Magnitude of stromal hemangiogenesis correlates with histologic subtype of non-Hodgkin's lymphomna

Purpose: Tumor stromal microenvironment promotes neoplastic growth and angiogenesis. We have previously shown that recruitment of marrow-derived vascular endothelial growth factor receptor-1(+) (VEGFR-1(+)) proangiogenic hematopoietic progenitors contributes instructively and structurally to neoangiogenesis in mouse models. Here, we investigated whether stromal incorporation of CD68(+) hemangiogenic cells and ut-smooth muscle actin(+) (alpha-SMA(+)) stromal cells correlates with neoangiogenesis and progression in human non-Hodgkin's lymphoma subtypes. Experimental Design: Spatial localizations of vascular and stromal cells expressing CD34, VEGFR-1, alpha-SMA, and CD68 were examined by immunohistochemistry in 42 cases of non Hodgkin's lymphoma, including diffuse large B-cell lymphoma, Burkitt lymphoma, follicular lymphoma, and chronic lymphocytic leukemia/small lymphocytic lymphoma (CLL/SLL), and compared with benign follicular hyperplasia.

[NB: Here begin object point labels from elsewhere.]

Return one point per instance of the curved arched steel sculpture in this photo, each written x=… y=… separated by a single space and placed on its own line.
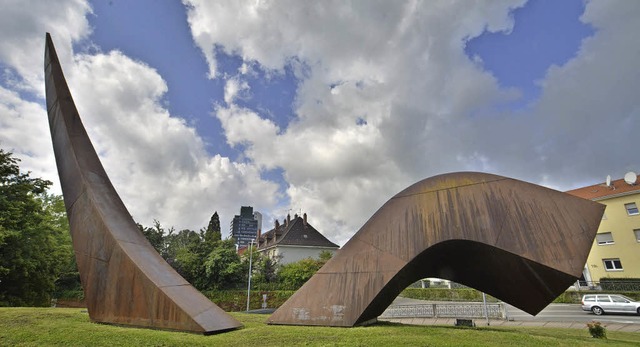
x=125 y=280
x=519 y=242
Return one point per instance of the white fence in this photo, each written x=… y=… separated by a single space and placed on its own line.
x=446 y=310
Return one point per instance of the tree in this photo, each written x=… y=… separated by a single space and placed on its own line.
x=155 y=235
x=213 y=232
x=294 y=275
x=223 y=267
x=34 y=237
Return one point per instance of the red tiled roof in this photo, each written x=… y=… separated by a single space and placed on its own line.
x=294 y=233
x=601 y=191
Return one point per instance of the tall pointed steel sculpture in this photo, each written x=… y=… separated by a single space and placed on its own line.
x=125 y=280
x=519 y=242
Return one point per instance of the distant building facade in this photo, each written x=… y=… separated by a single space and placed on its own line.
x=293 y=240
x=616 y=250
x=244 y=227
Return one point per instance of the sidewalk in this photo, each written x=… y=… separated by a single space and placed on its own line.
x=633 y=328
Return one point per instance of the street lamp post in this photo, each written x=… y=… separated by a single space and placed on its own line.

Results: Compared with indolent lymphomas, there was a profound increase in recruitment of CD68(+) cells and VEGFR-1(+) neovessels in aggressive subtypes (including those transformed from indolent subtypes), where CD68(+) cells were localized to the perivascular region of neovessels as well as the stromal compartment. The perivascular CD68+ cells expressed VEGFR-1 and VEGF-A. In contrast, there was a diffuse increase in alpha-SMA incorporation throughout the stromal compartment of indolent subtype of CLL/SLL compared with the scant perivascular pattern in aggressive subtypes. Overall, there was no correlation between CD34(+) microvessel density and lymphoma histologic subtype. Conclusions: Heightened stromal hemangiogenesis as marked by infiltration of proangiogenic VEGFR-1(+)CD68(+)VEGF-A(+) cells and their paracrine cross-talk with neovasculature appears to be a distinct feature of aggressive lymphoma, providing novel targets for antiangiogenic therapy, whereas alpha-SMA(+) stromal vascular network may be differentially targeted in CLL/SLL.